Release DetailsLABEL Regain
RELEASED ON 10/20/2003
Embrace The Galaxy
posted on 2/2004 By:
I am a space dork. It’s the field I’ve chosen to work in, forsaking the big payouts of other industries, in the desire to advance the bounds of technology. That being said, a band with a name like Space Odyssey naturally intrigues me. As it turns out, this is a new project of Swedish keyboard virtuoso Richard Andersson. I rather enjoyed his last project, the self-titled Time Requiem album, and since he did not stray too far from a winning formula, I like this too. There are some noticeable differences between the two projects, beyond the all-new supporting cast. Let’s compare and contrast: TR is built on a neo-classical foundation, as is SO. TR is prone to bouts of overbearing keyboard wankery that overshadowed the rest of the band, whereas SO sees Andersson taking a small step back, letting the song play itself. TR had a more progressive feel, including the vocals, but SO leans more towards a power metal focus, with more rocking guitarwork, rhythms, and vocals.
As you might expect, the production is excellent. There are five instruments playing (counting vox), and I can hear them all nicely. The rhythm guitar is a bit muted, but it works in this context. On the other hand, the lead guitar lines are front and center, wailing away. The distortion produces an appropriately metal sound. It’s not surprising that the musicianship is masterful. Andersson envelops the music in lush keyboard atmospheres, and when the time is right, takes command with a flashy solo. Guitarist Magnus Nilsson is pretty new to the metal scene, but he can certainly play and must’ve picked up a thing or two from his European power metal comrades. My sole musical complaint is that the drummer tends to get stuck playing very simple beats, especially under fast verses, when he’s probably capable of much more.
The title track is one of the top songs onboard here, galloping along at a brisk pace from beginning to end. The next song, “Emposium” sets the way-back machine to 1985, utilizing triumphant synths, strong vocals, and a blazing solo to close. A few other songs (“Entering the Dome”, “Seduction of Life”) really channel the neo-classical, Symphony X-type vibe. “The House with a Hundred Windows” is a fast-paced instrumental, while “Grand Opening” is pure power/speed metal.

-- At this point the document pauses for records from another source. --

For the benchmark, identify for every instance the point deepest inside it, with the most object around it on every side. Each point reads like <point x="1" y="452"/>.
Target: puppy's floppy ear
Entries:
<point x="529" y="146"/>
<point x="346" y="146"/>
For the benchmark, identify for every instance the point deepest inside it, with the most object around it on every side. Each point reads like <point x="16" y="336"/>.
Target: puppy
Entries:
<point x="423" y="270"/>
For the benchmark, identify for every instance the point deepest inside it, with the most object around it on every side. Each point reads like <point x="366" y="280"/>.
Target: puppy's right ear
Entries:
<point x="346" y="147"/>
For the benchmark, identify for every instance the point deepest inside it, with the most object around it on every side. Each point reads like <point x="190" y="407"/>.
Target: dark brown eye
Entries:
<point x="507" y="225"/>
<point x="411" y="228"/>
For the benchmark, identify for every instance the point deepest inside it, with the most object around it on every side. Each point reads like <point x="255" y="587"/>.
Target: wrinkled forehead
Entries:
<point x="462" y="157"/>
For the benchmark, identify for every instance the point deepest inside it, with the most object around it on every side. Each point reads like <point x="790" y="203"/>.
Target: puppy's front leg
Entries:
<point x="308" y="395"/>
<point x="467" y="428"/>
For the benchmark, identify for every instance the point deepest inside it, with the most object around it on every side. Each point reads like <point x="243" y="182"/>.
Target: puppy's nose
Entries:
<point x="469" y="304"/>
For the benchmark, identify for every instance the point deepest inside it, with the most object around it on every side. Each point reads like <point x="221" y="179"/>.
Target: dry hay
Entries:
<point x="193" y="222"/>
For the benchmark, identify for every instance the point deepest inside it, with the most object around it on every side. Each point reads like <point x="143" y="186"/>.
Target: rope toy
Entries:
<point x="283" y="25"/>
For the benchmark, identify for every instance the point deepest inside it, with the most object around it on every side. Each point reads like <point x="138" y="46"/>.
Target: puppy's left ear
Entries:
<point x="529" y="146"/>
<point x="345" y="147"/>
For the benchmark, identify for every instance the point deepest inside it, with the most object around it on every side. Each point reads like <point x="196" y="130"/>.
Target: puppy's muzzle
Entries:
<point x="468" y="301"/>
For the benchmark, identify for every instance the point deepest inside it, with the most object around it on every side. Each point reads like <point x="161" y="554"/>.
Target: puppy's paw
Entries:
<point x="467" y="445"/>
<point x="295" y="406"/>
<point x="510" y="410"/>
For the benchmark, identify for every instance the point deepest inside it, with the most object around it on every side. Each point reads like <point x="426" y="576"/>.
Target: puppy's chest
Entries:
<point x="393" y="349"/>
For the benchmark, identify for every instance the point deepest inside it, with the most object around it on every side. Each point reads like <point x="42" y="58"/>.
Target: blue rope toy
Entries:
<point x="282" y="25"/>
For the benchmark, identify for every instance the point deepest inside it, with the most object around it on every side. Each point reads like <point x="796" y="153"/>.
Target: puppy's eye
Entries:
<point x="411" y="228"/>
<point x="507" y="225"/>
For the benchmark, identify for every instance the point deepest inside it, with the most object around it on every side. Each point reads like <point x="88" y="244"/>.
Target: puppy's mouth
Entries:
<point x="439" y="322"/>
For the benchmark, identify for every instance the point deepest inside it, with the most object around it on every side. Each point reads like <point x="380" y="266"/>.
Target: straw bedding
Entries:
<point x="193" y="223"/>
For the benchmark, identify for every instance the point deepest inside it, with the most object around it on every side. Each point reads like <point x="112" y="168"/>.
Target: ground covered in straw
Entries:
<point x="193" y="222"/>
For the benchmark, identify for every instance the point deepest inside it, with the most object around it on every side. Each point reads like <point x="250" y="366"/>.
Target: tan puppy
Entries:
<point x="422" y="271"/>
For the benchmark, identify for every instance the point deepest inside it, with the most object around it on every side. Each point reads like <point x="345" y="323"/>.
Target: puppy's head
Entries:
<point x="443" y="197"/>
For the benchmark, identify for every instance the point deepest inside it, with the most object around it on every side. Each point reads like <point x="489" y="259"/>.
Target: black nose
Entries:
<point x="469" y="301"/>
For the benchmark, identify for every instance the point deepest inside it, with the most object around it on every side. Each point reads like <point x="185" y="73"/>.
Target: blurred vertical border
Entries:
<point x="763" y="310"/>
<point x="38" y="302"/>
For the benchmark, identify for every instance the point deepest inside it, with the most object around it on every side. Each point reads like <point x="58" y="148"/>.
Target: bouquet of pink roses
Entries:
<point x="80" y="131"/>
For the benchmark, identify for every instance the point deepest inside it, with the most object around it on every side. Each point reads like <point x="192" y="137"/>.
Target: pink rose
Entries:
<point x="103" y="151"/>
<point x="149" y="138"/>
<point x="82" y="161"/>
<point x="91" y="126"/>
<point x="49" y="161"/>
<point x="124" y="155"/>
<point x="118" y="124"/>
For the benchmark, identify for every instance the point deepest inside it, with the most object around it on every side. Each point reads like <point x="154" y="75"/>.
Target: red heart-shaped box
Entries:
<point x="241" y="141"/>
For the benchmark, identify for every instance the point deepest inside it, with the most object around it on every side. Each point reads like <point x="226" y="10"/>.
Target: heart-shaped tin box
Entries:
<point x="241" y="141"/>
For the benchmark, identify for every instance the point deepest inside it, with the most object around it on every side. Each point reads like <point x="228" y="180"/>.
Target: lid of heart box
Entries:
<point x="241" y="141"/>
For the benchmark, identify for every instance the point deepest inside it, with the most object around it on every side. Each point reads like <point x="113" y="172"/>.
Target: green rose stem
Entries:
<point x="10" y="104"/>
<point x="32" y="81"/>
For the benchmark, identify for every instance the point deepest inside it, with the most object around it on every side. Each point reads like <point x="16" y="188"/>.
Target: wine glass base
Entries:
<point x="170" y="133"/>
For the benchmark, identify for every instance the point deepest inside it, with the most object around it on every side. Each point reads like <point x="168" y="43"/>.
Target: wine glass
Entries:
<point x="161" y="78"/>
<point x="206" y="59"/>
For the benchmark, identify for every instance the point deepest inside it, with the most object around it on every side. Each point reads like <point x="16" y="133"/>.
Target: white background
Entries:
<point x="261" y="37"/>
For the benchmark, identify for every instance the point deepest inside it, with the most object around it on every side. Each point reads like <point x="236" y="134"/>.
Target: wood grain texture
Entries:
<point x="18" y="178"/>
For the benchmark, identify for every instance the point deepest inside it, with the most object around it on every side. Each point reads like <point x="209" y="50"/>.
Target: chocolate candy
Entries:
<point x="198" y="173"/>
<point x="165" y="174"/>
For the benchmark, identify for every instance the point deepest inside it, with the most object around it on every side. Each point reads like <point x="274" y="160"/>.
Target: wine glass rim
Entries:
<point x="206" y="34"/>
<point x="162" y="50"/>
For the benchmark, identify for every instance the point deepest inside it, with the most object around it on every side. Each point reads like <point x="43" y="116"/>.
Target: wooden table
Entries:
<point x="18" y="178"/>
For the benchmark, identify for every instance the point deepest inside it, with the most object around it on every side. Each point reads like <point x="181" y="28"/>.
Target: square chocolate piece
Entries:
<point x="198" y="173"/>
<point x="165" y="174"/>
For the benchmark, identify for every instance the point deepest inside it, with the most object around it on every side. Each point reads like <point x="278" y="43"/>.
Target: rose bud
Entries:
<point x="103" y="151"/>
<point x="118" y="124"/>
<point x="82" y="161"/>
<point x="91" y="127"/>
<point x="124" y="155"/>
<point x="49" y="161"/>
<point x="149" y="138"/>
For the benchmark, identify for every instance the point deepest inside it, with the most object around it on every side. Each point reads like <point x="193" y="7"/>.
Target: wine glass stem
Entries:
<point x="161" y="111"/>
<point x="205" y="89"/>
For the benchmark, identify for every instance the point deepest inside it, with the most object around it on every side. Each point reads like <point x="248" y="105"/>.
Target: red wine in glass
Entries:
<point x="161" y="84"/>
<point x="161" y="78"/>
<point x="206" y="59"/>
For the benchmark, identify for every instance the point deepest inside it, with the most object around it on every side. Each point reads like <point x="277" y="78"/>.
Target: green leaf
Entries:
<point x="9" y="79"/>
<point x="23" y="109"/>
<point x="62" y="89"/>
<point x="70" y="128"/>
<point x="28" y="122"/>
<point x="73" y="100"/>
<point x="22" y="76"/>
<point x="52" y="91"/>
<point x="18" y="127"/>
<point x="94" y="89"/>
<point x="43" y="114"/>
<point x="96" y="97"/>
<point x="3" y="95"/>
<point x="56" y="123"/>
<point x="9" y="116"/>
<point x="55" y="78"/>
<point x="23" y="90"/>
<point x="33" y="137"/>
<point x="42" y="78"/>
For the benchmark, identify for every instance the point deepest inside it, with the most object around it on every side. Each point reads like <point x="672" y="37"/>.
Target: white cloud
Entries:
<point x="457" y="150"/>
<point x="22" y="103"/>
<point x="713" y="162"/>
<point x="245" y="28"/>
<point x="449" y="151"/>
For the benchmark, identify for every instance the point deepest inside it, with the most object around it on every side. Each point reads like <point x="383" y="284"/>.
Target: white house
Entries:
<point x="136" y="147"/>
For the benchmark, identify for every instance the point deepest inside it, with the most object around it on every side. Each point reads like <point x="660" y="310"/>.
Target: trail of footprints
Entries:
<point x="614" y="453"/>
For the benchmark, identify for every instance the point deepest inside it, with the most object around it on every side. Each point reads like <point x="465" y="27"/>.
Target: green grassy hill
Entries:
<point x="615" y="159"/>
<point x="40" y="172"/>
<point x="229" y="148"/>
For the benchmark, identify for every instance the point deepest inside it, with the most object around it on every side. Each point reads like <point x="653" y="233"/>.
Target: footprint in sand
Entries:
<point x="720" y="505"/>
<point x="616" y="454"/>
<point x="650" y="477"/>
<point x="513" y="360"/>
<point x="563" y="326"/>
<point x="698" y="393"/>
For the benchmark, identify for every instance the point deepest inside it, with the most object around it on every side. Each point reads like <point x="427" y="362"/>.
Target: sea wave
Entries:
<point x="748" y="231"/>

Richard Andersson definitely does not shortchange the listener when he creates albums, nor does he take the easy way out. If you really love technical speed and wizardry, all wrapped up in a power/prog metal package, then Space Odyssey is your band. If you are turned off by overwhelming noodling and having too many notes crammed into a song, then Embrace the Galaxy might still be to your liking, rather than some of his prior works. Recommended.